OpenAI has recently announced the signing of a multi-year cloud computing agreement with Amazon, valued at up to $38 billion, marking the first formal collaboration between the two companies. Through this partnership, OpenAI will leverage Amazon Web Services (AWS) to meet its rapidly growing demand for AI computation.
Under the terms of the agreement, AWS will provide the massive infrastructure required to support OpenAI’s expanding workloads. Amazon expects to make the full allocation of computing capacity available to OpenAI by the end of 2026, granting the company swift access to large clusters of NVIDIA accelerated chips deployed within AWS data centers.
The seven-year contract enables OpenAI to use Amazon’s cloud infrastructure to train new AI models and handle the enormous volume of inference requests generated by ChatGPT. Additionally, OpenAI will be able to utilize Amazon’s custom-designed CPUs, such as Graviton, to power its emerging agentic AI services—applications capable of autonomously completing complex, multi-step user tasks.
For Amazon, this deal carries significant strategic weight. Although AWS remains the world’s largest cloud provider, it has recently faced mounting pressure from Microsoft and Google, both of which have accelerated growth through deeper integration with AI clients.
In its latest earnings call, AWS reported a 20% year-over-year increase in cloud revenue—the company’s fastest growth rate since 2022—while also confirming ambitious plans to expand its global network of data centers.
Previously, Amazon’s main AI investment focus had been on Anthropic, OpenAI’s rival. Amazon is not only Anthropic’s primary cloud provider but has also invested $8 billion in the company. In addition, it recently launched an $11 billion data center campus in Indiana to support Anthropic, which remains the largest customer for Amazon’s in-house Trainium AI chips.
However, last month, Anthropic announced a multi-billion-dollar partnership with Google, involving the deployment of up to one million Google TPUs—fueling speculation that it may shift part of its workload away from AWS.
Consequently, Amazon’s successful signing of this new agreement with OpenAI is being viewed as a crucial first step in ensuring AWS continues to thrive amid the AI-driven cloud boom.
Reports indicate that Amazon had been unable to sell cloud services to OpenAI for years due to the latter’s exclusive partnership with Microsoft.
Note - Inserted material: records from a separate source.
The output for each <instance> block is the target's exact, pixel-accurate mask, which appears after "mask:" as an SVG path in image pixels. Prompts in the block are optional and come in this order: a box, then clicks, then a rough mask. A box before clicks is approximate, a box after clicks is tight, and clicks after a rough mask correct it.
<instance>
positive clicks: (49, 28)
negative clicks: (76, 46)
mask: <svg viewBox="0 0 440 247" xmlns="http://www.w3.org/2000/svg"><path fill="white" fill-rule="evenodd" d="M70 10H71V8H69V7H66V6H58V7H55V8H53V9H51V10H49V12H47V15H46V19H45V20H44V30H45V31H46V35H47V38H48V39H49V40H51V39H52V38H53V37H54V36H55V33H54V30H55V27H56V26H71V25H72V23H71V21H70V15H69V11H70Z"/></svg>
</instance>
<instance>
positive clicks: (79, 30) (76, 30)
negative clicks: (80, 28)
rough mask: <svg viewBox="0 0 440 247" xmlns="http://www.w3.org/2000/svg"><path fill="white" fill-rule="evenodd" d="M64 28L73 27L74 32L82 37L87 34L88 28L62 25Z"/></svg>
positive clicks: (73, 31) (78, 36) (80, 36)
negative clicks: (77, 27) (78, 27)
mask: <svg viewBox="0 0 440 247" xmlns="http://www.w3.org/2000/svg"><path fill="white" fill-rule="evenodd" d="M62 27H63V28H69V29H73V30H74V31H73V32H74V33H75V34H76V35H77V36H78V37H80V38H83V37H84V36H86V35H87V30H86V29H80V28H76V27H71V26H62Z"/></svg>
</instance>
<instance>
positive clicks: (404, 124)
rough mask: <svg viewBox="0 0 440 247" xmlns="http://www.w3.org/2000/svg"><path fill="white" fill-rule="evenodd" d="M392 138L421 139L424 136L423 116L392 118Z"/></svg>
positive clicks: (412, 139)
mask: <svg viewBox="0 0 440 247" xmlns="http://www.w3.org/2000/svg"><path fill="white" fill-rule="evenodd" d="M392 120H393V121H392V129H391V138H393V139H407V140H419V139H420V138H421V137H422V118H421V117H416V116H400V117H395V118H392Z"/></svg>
Yet in October of this year, OpenAI restructured its contract with Microsoft, ending exclusivity and pursuing a broader multi-partner strategy to diversify its AI computing resources.
The newly signed deal with Amazon—worth $38 billion in computing capacity—may be smaller in scale compared to OpenAI’s $300 billion agreement with Oracle or its $250 billion procurement deal with Microsoft, but it nonetheless marks a significant expansion of AWS’s footprint in the AI ecosystem.
Earlier this year, OpenAI also entered into a collaboration with Google, though the financial scope of that partnership remains undisclosed.
OpenAI is projected to generate $13 billion in revenue by 2025, a target that will require sustained exponential growth to offset its immense infrastructure costs. CEO Sam Altman recently acknowledged the company’s ongoing AI compute shortage, expressing optimism that increased capacity will accelerate revenue growth in the near future.
Still, according to Microsoft’s recent financial disclosures, OpenAI’s net loss in the previous quarter may have reached $11.5 billion. Even if the company achieves its $13 billion revenue goal this year, it is likely to remain in a loss-making position overall.